Mechanism of Retinoic Acid-Induced Neural Tube Defects-The Role of the Retinoic Acid Receptors RAR-Beta and RAR-GammaEPA Grant Number: U915462
Title: Mechanism of Retinoic Acid-Induced Neural Tube Defects-The Role of the Retinoic Acid Receptors RAR-Beta and RAR-Gamma
Investigators: Mao, Gloria
Institution: University of California - Los Angeles
EPA Project Officer: Hahn, Intaek
Project Period: September 1, 1998 through September 1, 2001
Project Amount: $39,178
RFA: STAR Graduate Fellowships (1998) RFA Text | Recipients Lists
Research Category: Fellowship - Toxicology , Health Effects , Academic Fellowships
The objective of this research project is to determine whether: (1) Retinoic Acid Receptor (RAR)-beta or RAR-gamma isoforms are specifically expressed during neurulation; (2) the switch in expression from RAR-gamma in the open neural tube to RAR-beta in the closed neural tube is essential for posterior neural tube closure; and (3) retinoic acid or genetic mutations, which induce neural tube defects, disrupt RAR-beta or RAR-gamma expression. Excess retinoic acid, a metabolite of vitamin A (retinol), causes developmental malformations including the neural tube closure defect spina bifida in the mouse. The effects of retinoic acid are mediated by RARs and Retinoid X Receptors (RXRs) (receptors that act as regulatory gene transcription factors). RAR has three subtypes: alpha, beta, and gamma; additionally, each subtype has several isoforms. Neural tube closure in the posterior neural tube is associated with a change in expression from RAR-gamma in the open neural tube to RAR-beta after closure. Retinoic acid can regulate the expression of RAR-beta and RAR-gamma, which poses the question of whether retinoic acid disrupts neural tube closure by perturbing the normal expression patterns of RAR-beta and RAR-gamma.

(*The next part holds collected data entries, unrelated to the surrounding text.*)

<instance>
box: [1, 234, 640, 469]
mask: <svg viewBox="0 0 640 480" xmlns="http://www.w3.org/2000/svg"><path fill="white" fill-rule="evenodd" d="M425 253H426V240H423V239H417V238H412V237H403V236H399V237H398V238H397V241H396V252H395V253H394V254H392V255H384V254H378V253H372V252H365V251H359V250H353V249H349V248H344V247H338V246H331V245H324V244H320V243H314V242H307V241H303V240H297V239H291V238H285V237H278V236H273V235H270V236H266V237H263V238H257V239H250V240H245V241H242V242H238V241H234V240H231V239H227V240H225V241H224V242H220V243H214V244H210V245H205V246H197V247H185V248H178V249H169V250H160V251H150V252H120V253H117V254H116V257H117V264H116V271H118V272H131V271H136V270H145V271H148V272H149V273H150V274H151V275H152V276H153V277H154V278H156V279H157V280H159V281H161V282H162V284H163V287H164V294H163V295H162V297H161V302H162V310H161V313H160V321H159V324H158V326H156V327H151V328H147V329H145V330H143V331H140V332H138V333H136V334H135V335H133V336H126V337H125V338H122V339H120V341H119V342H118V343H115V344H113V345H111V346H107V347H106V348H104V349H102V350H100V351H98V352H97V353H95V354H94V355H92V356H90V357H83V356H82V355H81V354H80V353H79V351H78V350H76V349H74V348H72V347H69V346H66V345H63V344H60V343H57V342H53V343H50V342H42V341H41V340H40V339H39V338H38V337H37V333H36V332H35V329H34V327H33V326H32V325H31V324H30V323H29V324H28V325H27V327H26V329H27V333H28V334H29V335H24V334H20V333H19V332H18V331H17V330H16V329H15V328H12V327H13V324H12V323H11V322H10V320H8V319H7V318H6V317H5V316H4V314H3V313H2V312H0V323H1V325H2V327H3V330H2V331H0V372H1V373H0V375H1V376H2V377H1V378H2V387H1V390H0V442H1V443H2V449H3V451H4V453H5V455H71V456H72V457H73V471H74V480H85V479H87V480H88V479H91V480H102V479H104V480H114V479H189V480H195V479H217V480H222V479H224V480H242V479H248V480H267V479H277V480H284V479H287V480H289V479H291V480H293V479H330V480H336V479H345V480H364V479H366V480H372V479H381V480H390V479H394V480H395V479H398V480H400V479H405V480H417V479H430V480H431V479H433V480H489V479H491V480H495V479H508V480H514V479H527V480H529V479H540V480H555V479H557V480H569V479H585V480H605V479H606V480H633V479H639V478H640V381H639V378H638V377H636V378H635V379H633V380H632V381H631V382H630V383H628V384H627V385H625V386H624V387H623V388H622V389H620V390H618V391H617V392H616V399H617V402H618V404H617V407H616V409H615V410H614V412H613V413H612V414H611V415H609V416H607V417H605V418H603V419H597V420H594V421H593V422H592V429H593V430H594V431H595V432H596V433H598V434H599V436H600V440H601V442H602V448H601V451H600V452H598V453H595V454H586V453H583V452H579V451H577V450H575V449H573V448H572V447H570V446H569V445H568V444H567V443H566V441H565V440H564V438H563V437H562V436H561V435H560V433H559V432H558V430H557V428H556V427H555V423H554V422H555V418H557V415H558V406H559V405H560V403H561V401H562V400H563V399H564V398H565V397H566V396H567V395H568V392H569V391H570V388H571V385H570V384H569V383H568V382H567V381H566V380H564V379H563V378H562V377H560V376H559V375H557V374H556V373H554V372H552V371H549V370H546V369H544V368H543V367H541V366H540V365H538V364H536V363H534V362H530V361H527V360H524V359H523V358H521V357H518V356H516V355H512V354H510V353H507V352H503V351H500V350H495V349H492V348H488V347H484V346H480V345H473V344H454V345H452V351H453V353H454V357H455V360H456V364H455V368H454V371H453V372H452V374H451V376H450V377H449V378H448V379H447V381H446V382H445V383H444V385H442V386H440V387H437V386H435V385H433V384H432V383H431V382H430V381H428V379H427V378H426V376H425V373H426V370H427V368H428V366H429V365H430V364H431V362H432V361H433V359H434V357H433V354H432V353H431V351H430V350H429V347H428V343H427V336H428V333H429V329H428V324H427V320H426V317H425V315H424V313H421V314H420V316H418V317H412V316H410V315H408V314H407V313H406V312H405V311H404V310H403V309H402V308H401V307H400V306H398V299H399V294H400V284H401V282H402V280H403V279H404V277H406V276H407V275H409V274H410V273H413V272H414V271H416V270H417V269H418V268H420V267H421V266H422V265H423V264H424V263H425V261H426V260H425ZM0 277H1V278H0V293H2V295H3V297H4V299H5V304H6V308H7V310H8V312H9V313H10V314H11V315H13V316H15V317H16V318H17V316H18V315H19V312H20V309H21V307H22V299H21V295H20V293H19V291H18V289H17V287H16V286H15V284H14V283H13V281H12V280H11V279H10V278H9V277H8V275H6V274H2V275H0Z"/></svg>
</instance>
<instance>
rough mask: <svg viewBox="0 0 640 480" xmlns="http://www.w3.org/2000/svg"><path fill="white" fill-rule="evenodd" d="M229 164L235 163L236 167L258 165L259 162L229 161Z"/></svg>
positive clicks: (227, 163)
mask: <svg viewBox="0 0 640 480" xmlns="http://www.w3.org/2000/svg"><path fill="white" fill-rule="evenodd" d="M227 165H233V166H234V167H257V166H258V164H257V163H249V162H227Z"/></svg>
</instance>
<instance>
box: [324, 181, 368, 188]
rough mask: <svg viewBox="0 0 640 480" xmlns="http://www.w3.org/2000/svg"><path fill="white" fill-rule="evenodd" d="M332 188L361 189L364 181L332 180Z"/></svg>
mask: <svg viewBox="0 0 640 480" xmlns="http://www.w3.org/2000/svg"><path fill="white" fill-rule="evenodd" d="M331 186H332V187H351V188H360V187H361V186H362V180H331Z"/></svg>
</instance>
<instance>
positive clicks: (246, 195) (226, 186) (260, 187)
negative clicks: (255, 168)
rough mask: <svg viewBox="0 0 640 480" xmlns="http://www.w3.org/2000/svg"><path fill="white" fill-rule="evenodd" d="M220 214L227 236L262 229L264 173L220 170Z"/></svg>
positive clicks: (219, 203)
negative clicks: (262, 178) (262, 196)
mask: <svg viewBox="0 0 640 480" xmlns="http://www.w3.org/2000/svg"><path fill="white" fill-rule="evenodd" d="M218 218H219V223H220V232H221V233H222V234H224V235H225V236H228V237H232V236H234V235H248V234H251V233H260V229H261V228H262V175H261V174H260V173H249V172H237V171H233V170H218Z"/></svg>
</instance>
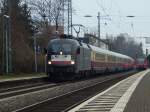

RAR-beta and RAR-gamma isoform expression levels have been quantitated by ribonuclease protection assays, and their expression patterns have been determined by whole-mount in situ hybridization in mouse embryos during neurulation. The regulation of RAR-beta and RAR-gamma expression has been examined by similar methods in embryos that have neural tube defects induced by retinoic acid. This research project has shown that in retinoic acid-treated embryos, RAR-gamma downregulation in the closing neural tube and RAR-beta upregulation in the closed neural tube occurred normally, and were not disrupted by retinoic acid. Additionally, the transition from RAR-gamma to RAR-beta expression has been examined in Splotch mutant mice that develop posterior neural tube defects. Identifying genes involved in neural tube closure will be accomplished by using cDNA expression array techniques to determine differences in gene expression before and after neural tube closure or after retinoic acid treatment.